Insignificancy answered 20/2, 2013 at 18:7 Comment(1)
I am also getting different results: the values of TF-IDF for a given term and document are different when I change the custom vocabulary, even though I am using a binary TF. Did you find a solution or a culprit?Rueful
S
0

One thing that strikes me as unusual is that when you create the vectorizer you specify ngram_range=(1,2). This means you can't get the feature '21 CFR Part 11' using the standard tokenizer. I suspect the 'missing' features are n-grams for n>2. How many of your pre-selected vocabulary items are unigrams or bigrams?

Sherrylsherurd answered 20/2, 2013 at 18:12 Comment(1)
I have tried using different variations for ngram_range from (1,1) to (1,5) and I always get the same results. The number of 1-gram vocabulary items are 9692, 2-grams : 13215, 3-grams : 1337, 4-grams : 77. I don't think that's where the problem lies.Insignificancy
C
0

I am pretty sure that this is caused by the (arguably confusing) default value of min_df=2 to cut off any feature from the vocabulary if it's not occurring at least twice in the dataset. Can you please confirm by setting explicitly min_df=1 in your code?

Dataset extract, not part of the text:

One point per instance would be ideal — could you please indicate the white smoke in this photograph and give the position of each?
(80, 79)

Carrara answered 20/2, 2013 at 21:57 Comment(3)
I change the value to min_df=1 and the result is exactly the same. If I print the TdidfVectorizer this is what I get: TfidfVectorizer(analyzer=word, binary=False, charset=utf-8, charset_error=strict, dtype=<type 'long'>, input=content, lowercase=True, max_df=0.8, max_features=None, max_n=None, min_df=1, min_n=None, ngram_range=(1, 2), norm=l2, preprocessor=None, smooth_idf=True, stop_words=english, strip_accents=None, sublinear_tf=False, token_pattern=(?u)\b\w\w+\b, tokenizer=None, use_idf=True, vocabulary=None)Insignificancy
Then maybe your dataset2 is not what TfidfVectorizer is expecting? Check the input parameter in the TfidfVectorizer documentation. You can to TfidfVectorizer(**params).build_analyzer()(dataset2) to check the results of the text analysis step (preprocessing, tokenization + n-grams extraction).Carrara
I have used that dataset extensively for classification and clustering, but now that I'm trying to use my own vocabulary, it's when I've been having problems. Still, I will do what you suggest and report on the resultsInsignificancy
H
-1

In Python for-in loop, it could not use count+=1 to make count add one when every loop. You could use for i in range(n): to replace it. Because count's value would stay 1.